Published on 06-17-2016
"anon83230" - this is their first post.
I’m looking for any resources or information on where i might find herbal formulas/acupuncture to treat addiction from classical times. does anyone know of any good resources on this topic? i would imagine theres got to be something out there but i’m having a hard time. thank you!
comment by "ChadD" (acupuncturist)
on Jun 2016
I’m not really certain about this except that any quality references would be in Chinese, so hopefully you can read Chinese. Either way, not to glamorize the past, but addictions were nowhere near as common as they are in modern times for the most part. Even drugs like opium had more medicinal uses and then around the mid 1800’s due to influences of colonization and other forces of human nature you had the first instances of true addiction problems.
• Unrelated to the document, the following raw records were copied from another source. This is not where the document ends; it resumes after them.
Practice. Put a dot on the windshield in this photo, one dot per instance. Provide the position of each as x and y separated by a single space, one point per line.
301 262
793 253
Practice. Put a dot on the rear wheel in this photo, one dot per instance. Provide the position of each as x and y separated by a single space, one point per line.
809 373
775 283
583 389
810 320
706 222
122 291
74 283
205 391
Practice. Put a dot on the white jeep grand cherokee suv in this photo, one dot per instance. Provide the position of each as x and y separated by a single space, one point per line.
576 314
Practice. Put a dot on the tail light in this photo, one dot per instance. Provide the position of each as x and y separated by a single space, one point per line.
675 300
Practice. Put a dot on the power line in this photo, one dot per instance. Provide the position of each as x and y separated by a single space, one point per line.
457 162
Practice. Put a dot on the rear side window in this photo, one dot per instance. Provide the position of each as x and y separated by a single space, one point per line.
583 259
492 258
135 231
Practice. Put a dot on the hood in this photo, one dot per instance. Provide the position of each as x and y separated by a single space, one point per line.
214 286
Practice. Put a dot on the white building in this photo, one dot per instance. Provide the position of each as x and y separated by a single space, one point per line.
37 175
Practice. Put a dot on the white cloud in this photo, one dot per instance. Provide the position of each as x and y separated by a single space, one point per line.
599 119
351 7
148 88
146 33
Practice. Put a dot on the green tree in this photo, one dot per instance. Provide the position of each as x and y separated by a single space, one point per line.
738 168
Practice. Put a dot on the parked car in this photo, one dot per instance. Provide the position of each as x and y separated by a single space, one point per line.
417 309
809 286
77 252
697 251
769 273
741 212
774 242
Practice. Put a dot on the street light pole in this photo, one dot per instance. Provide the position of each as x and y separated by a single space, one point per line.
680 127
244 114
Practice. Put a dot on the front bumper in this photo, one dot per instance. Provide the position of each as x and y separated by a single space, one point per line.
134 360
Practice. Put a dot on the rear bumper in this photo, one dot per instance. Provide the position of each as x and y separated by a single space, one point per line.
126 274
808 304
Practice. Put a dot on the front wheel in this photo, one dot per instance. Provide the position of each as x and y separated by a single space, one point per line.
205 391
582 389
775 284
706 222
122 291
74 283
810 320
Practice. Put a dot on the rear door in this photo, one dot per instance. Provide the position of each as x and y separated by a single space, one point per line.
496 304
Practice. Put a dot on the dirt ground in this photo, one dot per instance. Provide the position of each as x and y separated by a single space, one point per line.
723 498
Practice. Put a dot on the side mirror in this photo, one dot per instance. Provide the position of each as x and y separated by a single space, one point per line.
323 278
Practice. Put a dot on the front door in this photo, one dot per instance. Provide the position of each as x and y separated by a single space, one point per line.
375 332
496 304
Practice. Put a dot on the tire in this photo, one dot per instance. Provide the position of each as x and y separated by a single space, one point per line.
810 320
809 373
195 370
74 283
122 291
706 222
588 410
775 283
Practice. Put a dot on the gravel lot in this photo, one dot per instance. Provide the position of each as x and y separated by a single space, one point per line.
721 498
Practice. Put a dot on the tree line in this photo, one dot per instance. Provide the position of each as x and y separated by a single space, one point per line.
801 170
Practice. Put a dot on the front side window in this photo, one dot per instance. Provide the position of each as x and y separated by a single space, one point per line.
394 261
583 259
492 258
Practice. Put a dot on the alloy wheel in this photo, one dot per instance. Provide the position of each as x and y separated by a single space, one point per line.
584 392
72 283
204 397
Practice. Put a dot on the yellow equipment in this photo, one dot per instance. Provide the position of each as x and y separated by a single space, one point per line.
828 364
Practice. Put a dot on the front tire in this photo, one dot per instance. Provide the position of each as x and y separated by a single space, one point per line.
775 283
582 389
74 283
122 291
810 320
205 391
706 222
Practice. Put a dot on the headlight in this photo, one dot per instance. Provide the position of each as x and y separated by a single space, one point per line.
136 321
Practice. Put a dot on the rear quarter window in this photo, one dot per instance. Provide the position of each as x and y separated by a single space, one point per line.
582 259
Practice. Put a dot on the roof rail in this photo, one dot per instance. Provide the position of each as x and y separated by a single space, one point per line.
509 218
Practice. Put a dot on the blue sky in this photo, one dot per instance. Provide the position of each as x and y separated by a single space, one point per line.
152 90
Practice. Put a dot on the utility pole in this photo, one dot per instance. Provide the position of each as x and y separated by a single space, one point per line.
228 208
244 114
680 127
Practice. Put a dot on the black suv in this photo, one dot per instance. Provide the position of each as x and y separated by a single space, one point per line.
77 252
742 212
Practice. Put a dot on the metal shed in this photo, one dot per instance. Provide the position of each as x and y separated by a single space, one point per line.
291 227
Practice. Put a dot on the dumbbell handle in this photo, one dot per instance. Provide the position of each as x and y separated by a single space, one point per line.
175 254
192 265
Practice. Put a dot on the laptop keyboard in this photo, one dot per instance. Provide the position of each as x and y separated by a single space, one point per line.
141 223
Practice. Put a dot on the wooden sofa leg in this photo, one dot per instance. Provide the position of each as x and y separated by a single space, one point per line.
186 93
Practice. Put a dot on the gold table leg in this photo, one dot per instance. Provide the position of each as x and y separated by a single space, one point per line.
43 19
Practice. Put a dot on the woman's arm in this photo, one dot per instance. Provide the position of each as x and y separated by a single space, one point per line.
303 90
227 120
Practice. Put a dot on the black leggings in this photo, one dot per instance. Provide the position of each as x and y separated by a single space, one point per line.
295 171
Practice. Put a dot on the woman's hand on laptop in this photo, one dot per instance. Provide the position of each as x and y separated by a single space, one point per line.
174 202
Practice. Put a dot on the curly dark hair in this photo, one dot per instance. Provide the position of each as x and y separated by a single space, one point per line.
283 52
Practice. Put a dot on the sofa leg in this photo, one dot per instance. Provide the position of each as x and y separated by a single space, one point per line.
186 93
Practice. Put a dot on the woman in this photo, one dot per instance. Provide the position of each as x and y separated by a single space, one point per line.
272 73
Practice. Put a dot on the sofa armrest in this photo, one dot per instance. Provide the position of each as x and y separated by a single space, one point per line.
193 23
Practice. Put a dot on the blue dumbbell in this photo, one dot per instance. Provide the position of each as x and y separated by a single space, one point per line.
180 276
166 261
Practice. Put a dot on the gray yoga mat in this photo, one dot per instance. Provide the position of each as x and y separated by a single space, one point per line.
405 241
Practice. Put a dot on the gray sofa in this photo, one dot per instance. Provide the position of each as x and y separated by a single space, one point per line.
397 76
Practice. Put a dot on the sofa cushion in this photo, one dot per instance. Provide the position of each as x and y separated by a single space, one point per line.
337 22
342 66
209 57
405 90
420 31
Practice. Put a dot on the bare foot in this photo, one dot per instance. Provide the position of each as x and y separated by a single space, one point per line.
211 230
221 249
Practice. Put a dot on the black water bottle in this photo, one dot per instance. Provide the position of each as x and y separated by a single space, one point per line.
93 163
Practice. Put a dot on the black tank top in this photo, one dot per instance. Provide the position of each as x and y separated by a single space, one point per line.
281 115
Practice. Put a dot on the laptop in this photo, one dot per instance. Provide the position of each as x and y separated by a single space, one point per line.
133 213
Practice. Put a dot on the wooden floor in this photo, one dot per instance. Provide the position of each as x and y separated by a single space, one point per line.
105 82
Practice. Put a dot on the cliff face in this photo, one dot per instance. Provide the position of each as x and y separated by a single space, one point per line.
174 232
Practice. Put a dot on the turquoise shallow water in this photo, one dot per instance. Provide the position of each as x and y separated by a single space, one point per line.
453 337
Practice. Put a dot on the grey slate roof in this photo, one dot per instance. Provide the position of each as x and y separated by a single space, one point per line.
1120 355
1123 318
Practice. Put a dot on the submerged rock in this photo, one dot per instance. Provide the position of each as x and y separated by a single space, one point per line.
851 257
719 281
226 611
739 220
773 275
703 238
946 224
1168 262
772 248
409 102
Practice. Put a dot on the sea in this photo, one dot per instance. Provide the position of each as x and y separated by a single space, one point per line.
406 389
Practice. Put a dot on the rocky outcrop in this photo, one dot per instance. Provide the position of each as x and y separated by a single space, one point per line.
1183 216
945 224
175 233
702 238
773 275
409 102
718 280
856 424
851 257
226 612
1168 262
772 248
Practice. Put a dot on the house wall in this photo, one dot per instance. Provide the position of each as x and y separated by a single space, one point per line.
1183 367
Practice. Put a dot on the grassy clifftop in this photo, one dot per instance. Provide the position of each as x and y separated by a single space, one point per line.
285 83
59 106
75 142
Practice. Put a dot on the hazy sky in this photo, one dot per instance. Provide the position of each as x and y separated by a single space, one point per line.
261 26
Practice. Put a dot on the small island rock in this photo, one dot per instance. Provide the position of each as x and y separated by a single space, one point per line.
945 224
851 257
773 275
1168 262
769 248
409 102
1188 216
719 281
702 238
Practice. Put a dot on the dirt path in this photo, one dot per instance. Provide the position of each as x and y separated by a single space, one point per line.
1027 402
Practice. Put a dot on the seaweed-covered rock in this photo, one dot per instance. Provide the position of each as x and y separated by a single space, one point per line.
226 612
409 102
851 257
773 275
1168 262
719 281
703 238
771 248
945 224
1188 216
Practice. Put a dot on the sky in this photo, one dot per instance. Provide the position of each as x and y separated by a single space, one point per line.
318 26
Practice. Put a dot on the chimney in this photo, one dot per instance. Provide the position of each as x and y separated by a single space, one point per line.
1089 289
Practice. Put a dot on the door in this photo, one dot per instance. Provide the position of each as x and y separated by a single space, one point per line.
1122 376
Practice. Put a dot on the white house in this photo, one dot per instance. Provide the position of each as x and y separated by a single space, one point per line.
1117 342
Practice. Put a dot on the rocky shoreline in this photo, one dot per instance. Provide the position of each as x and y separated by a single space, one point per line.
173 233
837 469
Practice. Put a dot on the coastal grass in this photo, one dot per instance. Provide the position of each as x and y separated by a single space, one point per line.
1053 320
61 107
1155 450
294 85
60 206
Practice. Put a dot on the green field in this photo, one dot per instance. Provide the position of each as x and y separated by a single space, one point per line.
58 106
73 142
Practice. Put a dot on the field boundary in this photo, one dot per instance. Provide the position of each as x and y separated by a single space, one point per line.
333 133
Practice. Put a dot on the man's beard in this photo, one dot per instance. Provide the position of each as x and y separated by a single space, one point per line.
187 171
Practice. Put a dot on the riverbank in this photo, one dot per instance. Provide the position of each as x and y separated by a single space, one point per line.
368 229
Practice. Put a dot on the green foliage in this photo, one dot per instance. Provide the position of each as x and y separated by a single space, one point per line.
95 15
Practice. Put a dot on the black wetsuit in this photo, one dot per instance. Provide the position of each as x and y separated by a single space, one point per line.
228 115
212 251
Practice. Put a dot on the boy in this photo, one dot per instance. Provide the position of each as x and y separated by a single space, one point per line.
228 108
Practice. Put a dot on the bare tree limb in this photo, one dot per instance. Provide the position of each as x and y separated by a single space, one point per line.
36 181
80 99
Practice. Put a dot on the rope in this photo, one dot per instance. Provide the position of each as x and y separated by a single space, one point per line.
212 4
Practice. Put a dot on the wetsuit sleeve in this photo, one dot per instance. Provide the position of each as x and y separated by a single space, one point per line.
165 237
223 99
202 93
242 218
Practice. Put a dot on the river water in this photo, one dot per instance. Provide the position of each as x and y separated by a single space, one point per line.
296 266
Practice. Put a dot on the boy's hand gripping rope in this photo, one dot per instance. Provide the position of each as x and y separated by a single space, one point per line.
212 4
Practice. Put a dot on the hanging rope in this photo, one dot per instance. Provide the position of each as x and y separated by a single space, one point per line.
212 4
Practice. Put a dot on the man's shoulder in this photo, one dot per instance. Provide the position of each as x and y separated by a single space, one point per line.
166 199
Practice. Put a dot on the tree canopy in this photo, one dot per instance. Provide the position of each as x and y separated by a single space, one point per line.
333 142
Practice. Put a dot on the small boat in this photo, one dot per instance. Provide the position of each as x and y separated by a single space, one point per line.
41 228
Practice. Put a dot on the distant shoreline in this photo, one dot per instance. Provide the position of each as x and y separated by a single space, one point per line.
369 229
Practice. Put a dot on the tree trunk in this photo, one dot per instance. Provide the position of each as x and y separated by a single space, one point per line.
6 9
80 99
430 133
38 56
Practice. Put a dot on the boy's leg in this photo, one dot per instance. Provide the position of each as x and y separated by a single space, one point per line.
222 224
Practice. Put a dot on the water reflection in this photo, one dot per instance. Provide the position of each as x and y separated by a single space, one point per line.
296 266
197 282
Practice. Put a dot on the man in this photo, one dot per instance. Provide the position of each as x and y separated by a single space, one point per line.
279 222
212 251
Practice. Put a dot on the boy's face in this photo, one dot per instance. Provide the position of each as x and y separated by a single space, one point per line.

So you had a growing problem around the 1850’s up to the Maoist revolution around 1949. Drugs during communism were difficult to obtain and other aspects of how closely the behavior of people was watched cut down their use.
I’m about the furthest thing from a Chinese scholar so, you can take my initial analysis with a grain of salt. But, before colonial forces I don’t believe addiction was a huge problem and then after the maoist revolution it wasn’t either. So you only have about a 100 year span where there would have been any treatment anyhow. And then you have today where standards like the NADA protocol are heavily used.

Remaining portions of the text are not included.